Thanks for the response.

How is mu adjusted for players? You said 'slightly'. Is it a set amount, and is it adjusted the same for all players, regardless of rating, and then the overall apparent rating change as you explained is based on mu and sigma?

Or is mu adjusted based on the players net rating?

Only things that matter in FAF are whether you win or loss, who you won or lost against, and how certain the system is of your placement.

Thats why the tactic of suicide is should be allowed. You killing your opponent no matter what, the fact that you killed him.

@eternal Thanks for the info. I get that. I'm now interested in understanding how mu is adjusted. i.e. same for all players on winning team, or different?

It's calculated for each player individually. The actual math gets pretty complicated. Here is a very detailed explanation: https://www.moserware.com/assets/computing-your-skill/The Math Behind TrueSkill.pdf
I found a shorter explanation once, but I can't find it right now. You can just google for trueskill and will find all sorts of explanations.

Is there a simpler answer than a 57-page word doc?

Seems like you're saying that even though no information is collected to assess player performance, players are given different mu adjustments.

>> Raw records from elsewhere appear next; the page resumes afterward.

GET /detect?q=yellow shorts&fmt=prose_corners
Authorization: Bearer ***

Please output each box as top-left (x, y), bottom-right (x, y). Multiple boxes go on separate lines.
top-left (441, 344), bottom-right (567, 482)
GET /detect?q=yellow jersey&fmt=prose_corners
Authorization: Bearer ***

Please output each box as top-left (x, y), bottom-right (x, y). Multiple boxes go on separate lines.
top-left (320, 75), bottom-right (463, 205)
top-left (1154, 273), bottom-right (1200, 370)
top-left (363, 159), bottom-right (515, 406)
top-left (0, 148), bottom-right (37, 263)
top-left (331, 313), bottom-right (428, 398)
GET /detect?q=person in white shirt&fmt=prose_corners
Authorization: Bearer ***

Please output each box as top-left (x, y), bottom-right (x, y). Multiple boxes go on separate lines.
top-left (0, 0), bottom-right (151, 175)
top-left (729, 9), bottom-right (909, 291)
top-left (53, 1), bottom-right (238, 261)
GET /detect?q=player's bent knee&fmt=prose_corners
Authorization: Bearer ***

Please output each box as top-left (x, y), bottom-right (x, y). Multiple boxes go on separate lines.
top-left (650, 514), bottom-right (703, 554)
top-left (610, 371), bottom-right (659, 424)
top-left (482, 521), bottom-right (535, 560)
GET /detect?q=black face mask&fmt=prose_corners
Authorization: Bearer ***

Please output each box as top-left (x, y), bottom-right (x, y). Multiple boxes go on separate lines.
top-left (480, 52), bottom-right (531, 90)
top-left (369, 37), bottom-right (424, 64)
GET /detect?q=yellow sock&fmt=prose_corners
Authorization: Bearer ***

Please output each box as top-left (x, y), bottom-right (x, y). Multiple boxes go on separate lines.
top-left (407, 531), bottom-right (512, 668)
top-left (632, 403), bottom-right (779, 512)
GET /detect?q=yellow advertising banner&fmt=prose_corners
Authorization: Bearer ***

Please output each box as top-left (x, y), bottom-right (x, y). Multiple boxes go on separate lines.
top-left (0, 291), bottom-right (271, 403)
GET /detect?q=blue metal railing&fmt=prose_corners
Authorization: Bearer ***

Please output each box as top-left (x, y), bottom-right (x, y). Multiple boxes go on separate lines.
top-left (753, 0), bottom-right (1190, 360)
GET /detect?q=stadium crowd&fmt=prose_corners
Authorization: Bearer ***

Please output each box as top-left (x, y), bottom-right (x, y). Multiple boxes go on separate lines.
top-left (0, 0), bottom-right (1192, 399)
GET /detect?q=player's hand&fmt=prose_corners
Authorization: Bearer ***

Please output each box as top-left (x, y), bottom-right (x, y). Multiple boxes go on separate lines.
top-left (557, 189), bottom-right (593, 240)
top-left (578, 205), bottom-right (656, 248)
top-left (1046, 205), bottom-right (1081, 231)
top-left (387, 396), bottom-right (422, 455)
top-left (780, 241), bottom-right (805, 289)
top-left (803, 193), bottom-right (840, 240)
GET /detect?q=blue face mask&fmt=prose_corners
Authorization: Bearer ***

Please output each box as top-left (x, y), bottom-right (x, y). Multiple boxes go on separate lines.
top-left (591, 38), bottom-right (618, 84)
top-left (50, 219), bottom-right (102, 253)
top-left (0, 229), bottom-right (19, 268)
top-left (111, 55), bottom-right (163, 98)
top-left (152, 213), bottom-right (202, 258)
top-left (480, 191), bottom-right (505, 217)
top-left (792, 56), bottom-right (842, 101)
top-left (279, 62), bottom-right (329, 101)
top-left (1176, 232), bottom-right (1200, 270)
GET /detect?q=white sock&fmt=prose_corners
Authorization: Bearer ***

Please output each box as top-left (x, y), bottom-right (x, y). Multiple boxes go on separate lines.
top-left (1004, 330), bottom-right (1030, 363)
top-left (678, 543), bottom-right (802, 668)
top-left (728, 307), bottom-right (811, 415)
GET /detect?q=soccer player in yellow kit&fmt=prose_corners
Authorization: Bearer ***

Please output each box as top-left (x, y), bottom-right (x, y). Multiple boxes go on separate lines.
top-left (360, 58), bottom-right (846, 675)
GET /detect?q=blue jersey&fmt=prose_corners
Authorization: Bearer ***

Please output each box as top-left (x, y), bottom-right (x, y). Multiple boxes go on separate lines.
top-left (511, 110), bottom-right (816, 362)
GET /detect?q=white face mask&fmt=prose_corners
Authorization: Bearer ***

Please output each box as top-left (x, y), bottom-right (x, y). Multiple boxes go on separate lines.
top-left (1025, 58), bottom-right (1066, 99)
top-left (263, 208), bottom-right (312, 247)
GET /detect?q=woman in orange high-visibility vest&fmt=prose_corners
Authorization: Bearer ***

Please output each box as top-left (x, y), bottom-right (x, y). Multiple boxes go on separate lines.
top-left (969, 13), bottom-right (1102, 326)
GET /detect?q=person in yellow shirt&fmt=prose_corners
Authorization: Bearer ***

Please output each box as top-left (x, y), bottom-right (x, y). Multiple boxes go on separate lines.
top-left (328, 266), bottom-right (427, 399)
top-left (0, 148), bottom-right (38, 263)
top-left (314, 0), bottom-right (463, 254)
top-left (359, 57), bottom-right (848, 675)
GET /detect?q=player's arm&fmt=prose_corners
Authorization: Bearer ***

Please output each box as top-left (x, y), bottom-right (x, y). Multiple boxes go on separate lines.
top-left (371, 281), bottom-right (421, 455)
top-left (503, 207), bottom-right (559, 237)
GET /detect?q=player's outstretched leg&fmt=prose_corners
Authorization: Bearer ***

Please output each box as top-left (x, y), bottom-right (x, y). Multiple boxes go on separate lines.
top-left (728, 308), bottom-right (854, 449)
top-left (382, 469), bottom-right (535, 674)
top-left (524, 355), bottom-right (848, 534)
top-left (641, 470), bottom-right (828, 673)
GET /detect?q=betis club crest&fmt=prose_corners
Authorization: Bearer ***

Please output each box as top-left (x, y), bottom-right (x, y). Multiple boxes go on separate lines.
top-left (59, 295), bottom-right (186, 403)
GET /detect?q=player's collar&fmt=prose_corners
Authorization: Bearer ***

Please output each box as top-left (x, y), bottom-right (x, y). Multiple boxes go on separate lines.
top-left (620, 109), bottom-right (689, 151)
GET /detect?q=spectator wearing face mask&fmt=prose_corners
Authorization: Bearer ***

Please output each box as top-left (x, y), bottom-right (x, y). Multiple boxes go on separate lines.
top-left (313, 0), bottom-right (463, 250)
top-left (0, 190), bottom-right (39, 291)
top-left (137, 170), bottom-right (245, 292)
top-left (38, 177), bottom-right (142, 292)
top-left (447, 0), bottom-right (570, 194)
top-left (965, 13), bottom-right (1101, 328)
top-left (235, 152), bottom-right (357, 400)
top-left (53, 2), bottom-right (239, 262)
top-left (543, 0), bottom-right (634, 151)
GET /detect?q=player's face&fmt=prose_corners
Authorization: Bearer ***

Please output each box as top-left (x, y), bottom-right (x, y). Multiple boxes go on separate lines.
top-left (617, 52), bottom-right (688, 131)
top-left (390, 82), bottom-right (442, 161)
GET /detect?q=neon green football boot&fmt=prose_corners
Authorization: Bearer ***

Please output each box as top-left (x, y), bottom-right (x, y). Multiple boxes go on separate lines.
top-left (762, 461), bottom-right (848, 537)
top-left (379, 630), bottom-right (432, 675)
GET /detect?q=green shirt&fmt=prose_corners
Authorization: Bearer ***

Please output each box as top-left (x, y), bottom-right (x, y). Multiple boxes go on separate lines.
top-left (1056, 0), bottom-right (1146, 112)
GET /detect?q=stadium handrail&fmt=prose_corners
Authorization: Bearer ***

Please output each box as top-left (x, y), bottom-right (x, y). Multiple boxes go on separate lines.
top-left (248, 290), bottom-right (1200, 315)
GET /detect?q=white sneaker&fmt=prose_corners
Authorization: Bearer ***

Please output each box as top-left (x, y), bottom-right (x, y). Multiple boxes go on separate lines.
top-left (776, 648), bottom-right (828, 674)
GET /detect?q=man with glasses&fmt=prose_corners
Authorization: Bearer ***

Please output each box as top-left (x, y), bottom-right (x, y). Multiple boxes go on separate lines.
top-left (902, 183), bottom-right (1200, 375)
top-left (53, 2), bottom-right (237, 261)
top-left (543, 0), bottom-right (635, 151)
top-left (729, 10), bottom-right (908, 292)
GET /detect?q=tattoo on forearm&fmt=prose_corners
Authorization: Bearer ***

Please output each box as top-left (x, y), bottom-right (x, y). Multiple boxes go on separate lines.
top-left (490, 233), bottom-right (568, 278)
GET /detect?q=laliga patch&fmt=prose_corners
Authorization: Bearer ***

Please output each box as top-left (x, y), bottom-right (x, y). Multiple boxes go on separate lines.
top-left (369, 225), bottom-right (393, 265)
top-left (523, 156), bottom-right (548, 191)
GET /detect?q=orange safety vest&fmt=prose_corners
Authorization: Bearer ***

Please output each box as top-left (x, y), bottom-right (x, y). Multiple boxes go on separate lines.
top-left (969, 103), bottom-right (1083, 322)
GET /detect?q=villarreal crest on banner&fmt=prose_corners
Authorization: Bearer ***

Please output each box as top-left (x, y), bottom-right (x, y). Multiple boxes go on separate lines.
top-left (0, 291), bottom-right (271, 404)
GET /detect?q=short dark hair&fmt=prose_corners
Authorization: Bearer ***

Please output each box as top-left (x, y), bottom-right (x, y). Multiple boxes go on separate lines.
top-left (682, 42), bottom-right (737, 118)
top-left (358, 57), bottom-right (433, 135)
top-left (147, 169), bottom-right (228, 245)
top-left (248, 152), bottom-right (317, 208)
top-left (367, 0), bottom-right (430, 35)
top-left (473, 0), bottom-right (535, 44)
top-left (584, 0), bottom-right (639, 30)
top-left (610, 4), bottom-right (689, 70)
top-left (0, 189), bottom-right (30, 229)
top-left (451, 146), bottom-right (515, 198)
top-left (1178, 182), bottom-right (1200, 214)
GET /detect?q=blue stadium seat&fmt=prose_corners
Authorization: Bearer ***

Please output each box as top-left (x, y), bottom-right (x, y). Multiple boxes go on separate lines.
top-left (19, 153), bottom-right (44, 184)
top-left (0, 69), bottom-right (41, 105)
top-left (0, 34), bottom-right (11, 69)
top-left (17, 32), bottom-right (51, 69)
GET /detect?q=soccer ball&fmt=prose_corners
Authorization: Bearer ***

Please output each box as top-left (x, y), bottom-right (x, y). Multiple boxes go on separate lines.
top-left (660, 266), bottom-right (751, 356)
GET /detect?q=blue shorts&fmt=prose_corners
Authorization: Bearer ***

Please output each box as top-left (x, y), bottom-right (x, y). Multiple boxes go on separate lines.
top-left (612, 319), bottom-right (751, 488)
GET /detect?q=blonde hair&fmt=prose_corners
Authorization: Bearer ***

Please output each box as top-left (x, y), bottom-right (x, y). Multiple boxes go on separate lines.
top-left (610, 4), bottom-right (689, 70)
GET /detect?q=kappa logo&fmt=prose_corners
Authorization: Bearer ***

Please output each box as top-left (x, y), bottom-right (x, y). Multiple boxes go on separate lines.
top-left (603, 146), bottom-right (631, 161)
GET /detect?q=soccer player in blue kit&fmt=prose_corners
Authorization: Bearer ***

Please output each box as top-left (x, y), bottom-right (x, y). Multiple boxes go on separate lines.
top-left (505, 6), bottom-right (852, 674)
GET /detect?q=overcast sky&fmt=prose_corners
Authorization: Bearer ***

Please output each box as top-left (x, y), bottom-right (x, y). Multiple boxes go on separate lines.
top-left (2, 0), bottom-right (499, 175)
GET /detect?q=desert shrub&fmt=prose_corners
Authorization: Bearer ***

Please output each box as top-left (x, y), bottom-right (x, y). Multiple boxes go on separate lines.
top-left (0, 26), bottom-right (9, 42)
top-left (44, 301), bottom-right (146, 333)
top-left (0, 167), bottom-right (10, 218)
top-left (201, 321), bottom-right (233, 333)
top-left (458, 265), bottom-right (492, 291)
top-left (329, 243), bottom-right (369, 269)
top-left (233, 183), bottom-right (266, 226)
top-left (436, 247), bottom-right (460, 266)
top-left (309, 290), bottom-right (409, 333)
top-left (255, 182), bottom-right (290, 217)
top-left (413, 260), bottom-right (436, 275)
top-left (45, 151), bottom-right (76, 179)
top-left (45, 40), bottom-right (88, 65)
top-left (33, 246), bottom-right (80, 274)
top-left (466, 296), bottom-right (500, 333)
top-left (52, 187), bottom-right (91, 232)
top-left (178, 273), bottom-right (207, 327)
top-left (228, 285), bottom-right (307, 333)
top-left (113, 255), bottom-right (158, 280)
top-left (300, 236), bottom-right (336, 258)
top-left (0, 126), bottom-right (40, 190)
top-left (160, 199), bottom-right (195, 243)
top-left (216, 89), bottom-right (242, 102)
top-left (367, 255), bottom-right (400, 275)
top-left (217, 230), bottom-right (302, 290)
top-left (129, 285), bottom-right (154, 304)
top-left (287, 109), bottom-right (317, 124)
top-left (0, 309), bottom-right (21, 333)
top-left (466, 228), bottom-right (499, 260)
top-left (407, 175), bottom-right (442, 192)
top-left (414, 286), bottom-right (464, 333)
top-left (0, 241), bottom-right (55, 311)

There is no 'player performance' collected because it is meaningless. It doesn't matter how you won, what is relevant is that you did. If we introduce 'player performance' then people stop playing the game and start playing the rating system.

A work of art is never finished, merely abandoned

Players are given different mu adjustments when their deviation is different. There is an exact formula for it, but it's complicated and I can't find it quickly. Your best bet is to google it yourself if you want more details, I've been doing the same.

Trueskill was developed by Microsoft so I suggest we all contact Microsoft support and tell them to change the algorithm.

@ginandtonicbot said in How does scoring work?:

Thanks for the info. I get that. I'm now interested in understanding how mu is adjusted. i.e. same for all players on winning team, or different?

It is different.

Is there a simpler answer than a 57-page word doc?

Yes.

Seems like you're saying that even though no information is collected to assess player performance, players are given different mu adjustments.

The after game rating changes that you see are changes in displayed rating, which can basically be thought of as "base rating (mu) - uncertainty (3 * sigma) = displayed rating". The higher the sigma value, the lower the displayed rating and the more uncertain a rating is. So, new players start at "1500 base rating - 1500 uncertainty = 0 displayed rating". A typical player with a lot of games has around 250-300 rating uncertainty. Playing rated games lowers uncertainty to around 100-350 uncertainty as a stable level whose exact value largely depends on whether the player plays a lot of 1v1's (less uncertainty), 3v3's, 8v8's (more uncertainty), etc. Since players start with 1500 uncertainty, their ratings are initially more volatile and they more readily gain/lose rating. As they play more rated games, the uncertainty decreases and their ratings stabilize more, resulting in smaller rating changes from individual games. Additionally, if a player wins a game that was balanced in the player's favor, then the player gains a smaller amount of base rating (mu) than if the game was balanced against the player's favor (based on rating). Also, smaller game sizes (ie: 1v1's) generally have more impact than larger game sizes (ie: 8v8's).